Bumdes.id – Bagaimana BUMDes dapat meningkatkan daya saing produk-produk unggulan desa? Pertanyaan inilah yang mendorong Bank BRI dan Bumdes.id memasukkan materi penguatan branding produk desa dalam Deepening Desa BRILian 2023 agar BUMDes memiliki nilai daya saing untuk mengkapitalisasi produk-produk unggulan.
Bumdes.id menghadirkan Imam Syafii, founder dan owner Satoeasa, Konsultan digital marketing terkemuka di Yogyakarta yang berpengalaman mendampingi umkm dan BUMDes di Yogyakarta.
Imam Syafii berpesan agar pengurus BUMDes ketika memulai strategi marketing produk-produk unggulan desa agar memisahkan tiga tahapan yang disebut dengan marketing – selling dan kemudian branding.
Imam menggarisbawahi bahwa proses memasarkan berbeda dengan proses menjual dan apalagi branding. Karena tahapannya selalu diawali dari memasarkan terlebih dahulu. Proses pemasaran adalah prosedur menciptakan kebutuhan dan keinginan pasar.
Misalnya jika sebuah BUMDes ingin memasarkan produk-produk digital toko desa, maka membuat brosur dan flyer adalah bagian dari proses pemasaran. Imam membuat contoh dari produk susu lactamil dan SGM milik sarihusada dimana proses marketing adalah menciptakan pasar di kelas yang berbeda. Lactamil untuk ibu hamil dan SGM eksplor untuk anak-anak balita dan batita.

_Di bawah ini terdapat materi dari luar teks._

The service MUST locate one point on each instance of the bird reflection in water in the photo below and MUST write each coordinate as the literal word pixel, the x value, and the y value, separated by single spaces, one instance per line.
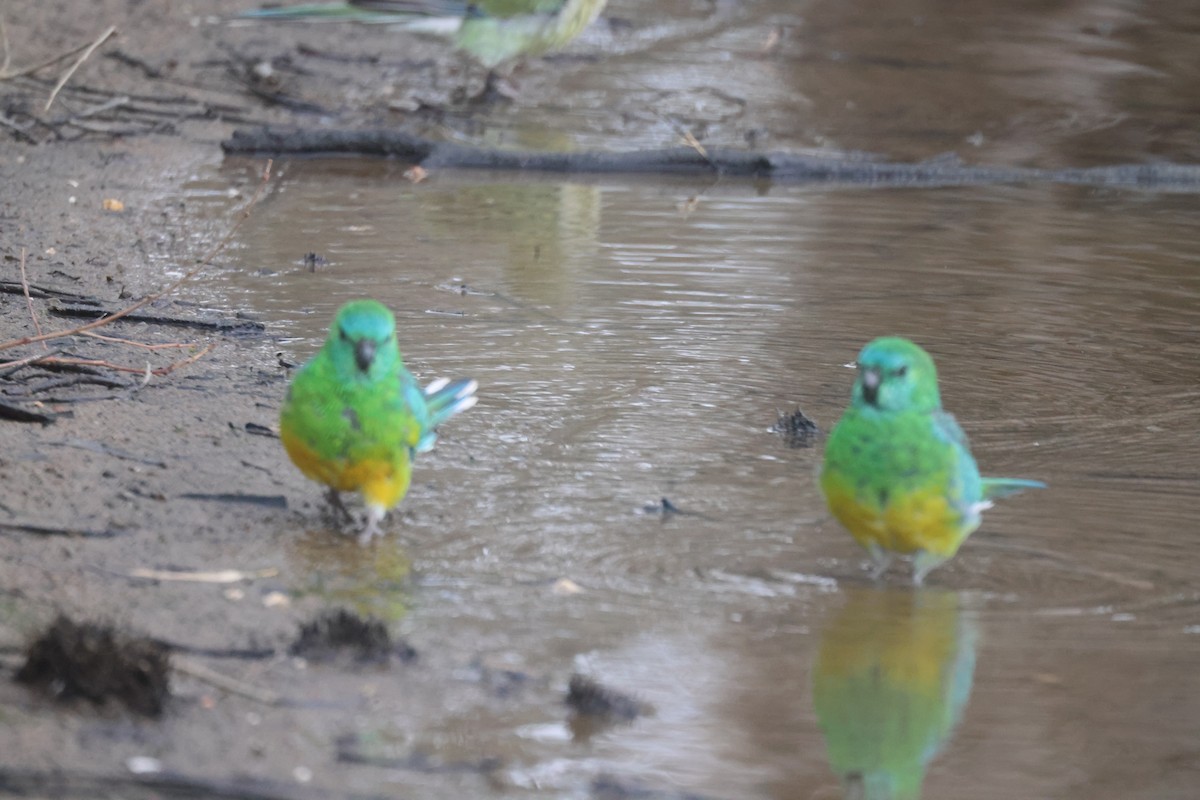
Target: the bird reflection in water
pixel 892 677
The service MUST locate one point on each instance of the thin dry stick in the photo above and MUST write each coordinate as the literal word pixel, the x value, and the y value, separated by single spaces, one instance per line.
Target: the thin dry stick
pixel 4 43
pixel 211 677
pixel 29 301
pixel 216 576
pixel 13 366
pixel 66 76
pixel 108 365
pixel 149 299
pixel 144 346
pixel 41 65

Selanjutnya proses setelah marketing adalah menjual (selling). Proses ini menurut Imam Syafii dapat diadopsi BUMDes untuk menciptakan tangible aset (aset berbentuk fisik yaitu produk-produk unggulan desa). Sementara disisi lain, branding adalah menciptakan intangible asset (aset tak benda).

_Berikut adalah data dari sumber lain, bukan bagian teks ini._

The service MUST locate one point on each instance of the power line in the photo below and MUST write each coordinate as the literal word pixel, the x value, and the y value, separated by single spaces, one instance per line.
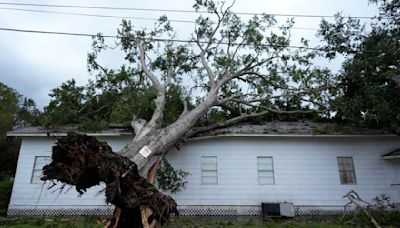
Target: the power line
pixel 165 40
pixel 91 15
pixel 172 10
pixel 152 39
pixel 117 17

Apa beda keduanya? Selling atau penjualan berfokus kepada penjualan produk-produk fisik yang dapat menghasilkan uang. Sementara branding adalah citra atau proses yang mengiringi untuk meningkatkan kesadaran masyarakat terkait penggunaan (pembelian produk).

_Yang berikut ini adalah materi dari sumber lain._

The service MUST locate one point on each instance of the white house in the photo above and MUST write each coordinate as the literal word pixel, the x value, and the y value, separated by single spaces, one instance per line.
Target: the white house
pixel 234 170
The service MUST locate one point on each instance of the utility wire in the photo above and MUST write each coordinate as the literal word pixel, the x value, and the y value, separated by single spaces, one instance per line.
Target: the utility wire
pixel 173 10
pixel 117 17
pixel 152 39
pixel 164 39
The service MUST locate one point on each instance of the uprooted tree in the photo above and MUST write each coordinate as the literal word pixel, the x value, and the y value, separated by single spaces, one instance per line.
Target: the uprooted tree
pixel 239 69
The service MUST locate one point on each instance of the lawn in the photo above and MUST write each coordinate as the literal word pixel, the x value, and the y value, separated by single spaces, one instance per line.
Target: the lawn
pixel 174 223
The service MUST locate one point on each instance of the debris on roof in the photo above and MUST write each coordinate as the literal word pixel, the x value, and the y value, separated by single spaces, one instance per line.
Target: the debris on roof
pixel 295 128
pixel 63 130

Oleh karena itu, Imam Syafii memberi wejangan. Ketika produk-produk BUMDes didorong naik kelas menjadi branding. Maka ada banyak hal yang perlu diperhatikan seperti adanya logo yang baik, pembuatan slogan, kemasan yang eye catching dan juga adanya merk yang mudah diingat. Hal ini disebut dengan branding sebagai intangible aset (aset tak benda)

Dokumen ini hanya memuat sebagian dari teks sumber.